Italy Welcomes Giorgia Meloni as New Prime Minister

By: Chak Kai Wong

On October 22rd, 2022, Giorgia Meloni was inaugurated as Italy’s new prime minister at Sala dei Galeoni (Galleon Room). There, the former Prime Minister Mario Draghi and Meloni held a confidential handover ceremony, welcoming her to the office. She became the first female PM in Italy’s history and her tenure invites a wave of speculation from the global communities as Meloni’s successful bid for prime minister represents a wider trend of resurging far right nationalist movements across the world.

Giorgia Meloni was born in Rome in 1977. Growing up as a working class girl in a southern neighborhood of Rome, she has been associated with far-right political organizations for her entire political career. She joined the Italian Social Movement, a neo-facist conservative party at the age of 15. In the 2022 election, her party, Brothers of Italy, and the center-right coalition government it formed won a total of 237 seats in the 400-seat Chamber of Deputies. Meloni ran with a platform involving lower taxes, less European Union bureaucracy, and the blockade of illegal immigration, depicting herself as champion of the Italian nationalist movement and promising to put her country’s interest first.
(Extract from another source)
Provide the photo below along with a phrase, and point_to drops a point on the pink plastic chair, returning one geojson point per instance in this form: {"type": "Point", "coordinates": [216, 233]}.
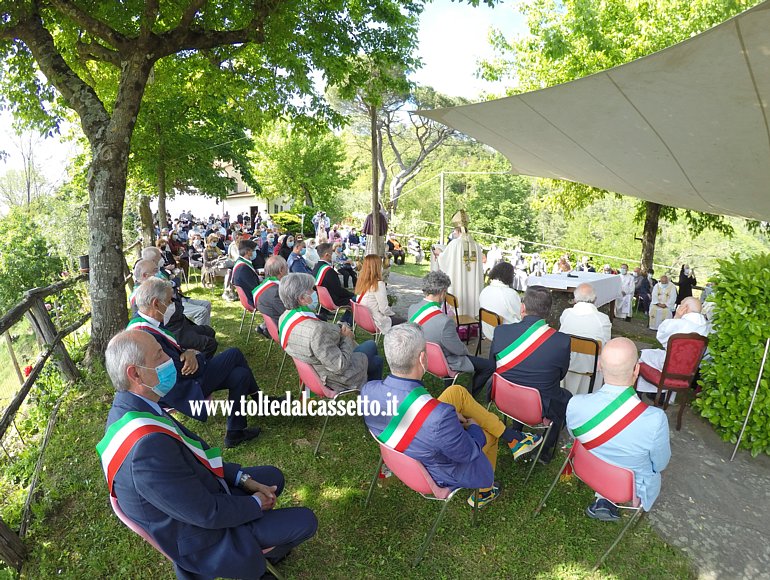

Meloni has often been criticized for her stance against abortion, LGBTQ+ rights, and preference for zero-tolerance immigration policy. She has also proposed to use a naval blockade to prevent immigration from Libya. Earlier in the election cycle, she outlined her agenda as the prime minister of Italy. “Yes to the natural family, no to the LGBT lobby, yes to sexual identity, no to gender ideology… no to Islamist violence, yes to secure borders, no to mass migration… no to big international finance… no to the bureaucrats of Brussels!” said Meloni in a campaign speech. 

The most controversial aspect of Meloni’s party is her association with the neo-facist movement. She has self-characterized as a right-wing populist, and has expressed mixed claims about her involvement in the movement. In an interview held when she was 19, she praised the former Facist dictator Benito Mussolini. “He is a good politician, in that everything he did, he did for Italy … [Mussolini] is the best politician of the last 50 years,” said Meloni to the newscast.  

Since her confirmation for the prime minister, however, most experts believe that she will be held accountable by the center-right faction in her government and she will lead Italy in a style similar to the Conservative Party in the U.K. and the Republican Party in the U.S. “Her party is not fascist,” said  Gianluca Passarelli, a professor of political science at Rome’s Sapienza University. 

“Fascism means to get power and destroy the system. She won’t do that and she couldn’t. But there are wings in the party linked to the neo-fascist movement. She has always played somehow in-between,” added Passarelli.

The far-right nationalist victory in Italy is not a coincidence, but a miniature of a worldwide surge of conversative politicians such as Viktor Orbán in Hungry and Marine Le Pen in France. Especially in Europe, where stagnating economy and inflexible social structure has led to national discontent on immigration and progressive agenda as well as appreciation for conservative, nationalistic values. “[Meloni] wants a ‘Europe of nations’, so everyone is basically alone. Italy could become the Trojan horse of Putin to undermine solidarity, so she would enable him to continue weakening Europe,” warned Passarelli.